KNOWLEDGE QUOTES VIII

quotations about knowledge

Religion has treated knowledge sometimes as an enemy, sometimes as a hostage; often as a captive, and more often as a child: but knowledge has become of age; and religion must either renounce her acquaintance, or introduce her as a companion and respect her as a friend.

CHARLES CALEB COLTON

Lacon


The true method of knowledge is experiment.

WILLIAM BLAKE

All Religions are One


I do not approve the maxim which desires a man to know a little of everything. Superficial knowledge, knowledge without principles, is almost always useless and sometimes harmful knowledge.

LUC DE CLAPIERS

MARQUIS DE VAUVENARGUES, Reflections and Maxims


The most that any of us know, is the least of that which is to be known.

BENJAMIN WHICHCOTE

Moral and Religious Aphorisms


Very few beings really seek knowledge in this world. Mortal or immortal, few really ask. On the contrary, they try to wring from the unknown the answers they have already shaped in their own minds -- justifications, confirmations, forms of consolation without which they can't go on.

ANNE RICE

The Vampire Lestat


It's a hard talk for a man to say I don't know; it hurts his pride: but should not the pretending he does, hurt it much more?

FULKE GREVILLE

Maxims


Knowledge alone doth not amount to Virtue; but certainly there is no Virtue without Knowledge.

BENJAMIN WHICHCOTE

Moral and Religious Aphorisms


Knowledge is in every country the surest basis of public happiness.

GEORGE WASHINGTON

speech to Congress, Jan. 8, 1790


Knowledge shuts a man's mouth.

ERWIN SYLVANUS

Dr. Korczak and the Children


That is the beginning of knowledge--the discovery of something we do not understand.

FRANK HERBERT

God Emperor of Dune


The real scholar learns how to evolve the unknown from the known, and draws near the master.
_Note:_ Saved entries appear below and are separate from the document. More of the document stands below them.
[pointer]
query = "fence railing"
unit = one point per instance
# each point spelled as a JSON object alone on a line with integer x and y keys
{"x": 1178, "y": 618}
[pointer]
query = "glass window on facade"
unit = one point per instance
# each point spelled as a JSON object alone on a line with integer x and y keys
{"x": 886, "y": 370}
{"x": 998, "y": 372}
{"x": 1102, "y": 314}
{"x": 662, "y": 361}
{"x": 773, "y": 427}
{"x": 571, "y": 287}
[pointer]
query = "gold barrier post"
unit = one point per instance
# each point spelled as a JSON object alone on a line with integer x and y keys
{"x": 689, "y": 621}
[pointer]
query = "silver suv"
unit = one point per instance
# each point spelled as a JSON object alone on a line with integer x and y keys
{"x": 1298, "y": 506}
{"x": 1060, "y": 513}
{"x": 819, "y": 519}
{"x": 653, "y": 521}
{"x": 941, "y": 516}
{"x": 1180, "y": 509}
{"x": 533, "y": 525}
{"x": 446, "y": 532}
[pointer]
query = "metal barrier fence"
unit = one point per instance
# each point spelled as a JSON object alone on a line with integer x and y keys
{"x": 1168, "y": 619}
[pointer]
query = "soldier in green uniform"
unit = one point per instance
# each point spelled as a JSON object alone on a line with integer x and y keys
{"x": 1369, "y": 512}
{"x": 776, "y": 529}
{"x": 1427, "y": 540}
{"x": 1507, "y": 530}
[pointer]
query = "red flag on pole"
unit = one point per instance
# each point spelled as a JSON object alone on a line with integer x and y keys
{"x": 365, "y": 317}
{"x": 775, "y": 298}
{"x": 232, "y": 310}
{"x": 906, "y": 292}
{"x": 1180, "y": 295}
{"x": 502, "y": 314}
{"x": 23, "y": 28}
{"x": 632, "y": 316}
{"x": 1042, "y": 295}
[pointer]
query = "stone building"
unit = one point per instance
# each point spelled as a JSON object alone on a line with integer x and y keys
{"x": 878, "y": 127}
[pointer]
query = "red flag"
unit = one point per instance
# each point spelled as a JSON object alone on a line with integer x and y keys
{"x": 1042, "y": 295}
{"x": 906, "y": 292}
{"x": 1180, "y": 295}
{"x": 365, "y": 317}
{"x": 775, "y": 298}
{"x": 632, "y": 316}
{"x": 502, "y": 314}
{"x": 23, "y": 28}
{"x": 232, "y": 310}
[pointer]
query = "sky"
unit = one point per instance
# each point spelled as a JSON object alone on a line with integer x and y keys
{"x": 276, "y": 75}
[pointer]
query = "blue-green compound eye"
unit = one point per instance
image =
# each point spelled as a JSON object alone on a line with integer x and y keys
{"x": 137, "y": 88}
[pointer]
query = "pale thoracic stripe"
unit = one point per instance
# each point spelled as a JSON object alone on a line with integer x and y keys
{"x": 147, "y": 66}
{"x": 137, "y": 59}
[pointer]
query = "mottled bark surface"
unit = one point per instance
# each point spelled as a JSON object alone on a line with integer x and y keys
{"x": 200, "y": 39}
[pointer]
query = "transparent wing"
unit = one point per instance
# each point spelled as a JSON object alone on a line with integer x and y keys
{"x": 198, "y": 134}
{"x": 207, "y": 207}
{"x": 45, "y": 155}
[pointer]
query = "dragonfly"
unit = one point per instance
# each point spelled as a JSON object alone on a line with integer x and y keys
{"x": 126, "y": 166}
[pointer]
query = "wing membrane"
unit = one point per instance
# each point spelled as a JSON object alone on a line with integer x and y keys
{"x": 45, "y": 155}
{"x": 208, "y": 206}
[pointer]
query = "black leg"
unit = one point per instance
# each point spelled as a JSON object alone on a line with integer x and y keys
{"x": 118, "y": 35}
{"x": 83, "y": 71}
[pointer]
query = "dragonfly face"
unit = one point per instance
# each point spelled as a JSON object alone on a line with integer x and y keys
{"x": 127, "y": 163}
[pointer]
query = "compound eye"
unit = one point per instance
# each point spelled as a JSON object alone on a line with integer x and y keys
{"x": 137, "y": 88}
JOHANN WOLFGANG VON GOETHE

The Maxims and Reflections of Goethe


Those who have knowledge are more confident than those who have no knowledge, and they are more confident after they have learned than before.

PLATO

Protagoras


It does not make much difference what a person studies--all knowledge is related, and the man who studies anything, if he keeps at it, will be learned.

ELBERT HUBBARD

The American Bible


We just do not see how very specialized the use of "I know" is.

LUDWIG WITTGENSTEIN

On Certainty


A man may do very well with a very little knowledge, and scarce be found out in mixed company; everybody is so much more ready to produce his own than to call for a display of your acquisition.

CHARLES LAMB

"The Old and the New Schoolmaster", Elia and the Last Essays of Elia


For knowing is spoken of in three ways: it may be either universal knowledge or knowledge proper to the matter in hand or actualising such knowledge; consequently three kinds of error also are possible.

ARISTOTLE

Prior Analytics

Tags: Aristotle


Hence the strong attraction which magic and science alike have exercised on the human mind; hence the powerful stimulus that both have given to the pursuit of knowledge. They lure the weary enquirer, the footsore seeker, on through the wilderness of disappointment in the present by their endless promises of the future: they take him up to the top of an exceeding high mountain and show him, beyond the dark clouds and rolling mists at his feet, a vision of the celestial city, far off, it may be, but radiant with unearthly splendour, bathed in the light of dreams.

JAMES FRAZER

The Golden Bough


If there's anything worse than knowing too little, it's knowing too much. Education will broaden a narrow mind, but there's no known cure for a big head. The best you can hope is that it will swell up and bust.

GEORGE HORACE LORIMER

Letters from a Self-Made Merchant to His Son


Knowledge is but an instrument, which the profligate and the flagitious may use as well as the brave and the just.

HORACE MANN

Thoughts


The highest knowledge can be nothing more than the shortest and clearest road to truth; all the rest is pretension, not performance, mere verbiage and grandiloquence, from which we can learn nothing.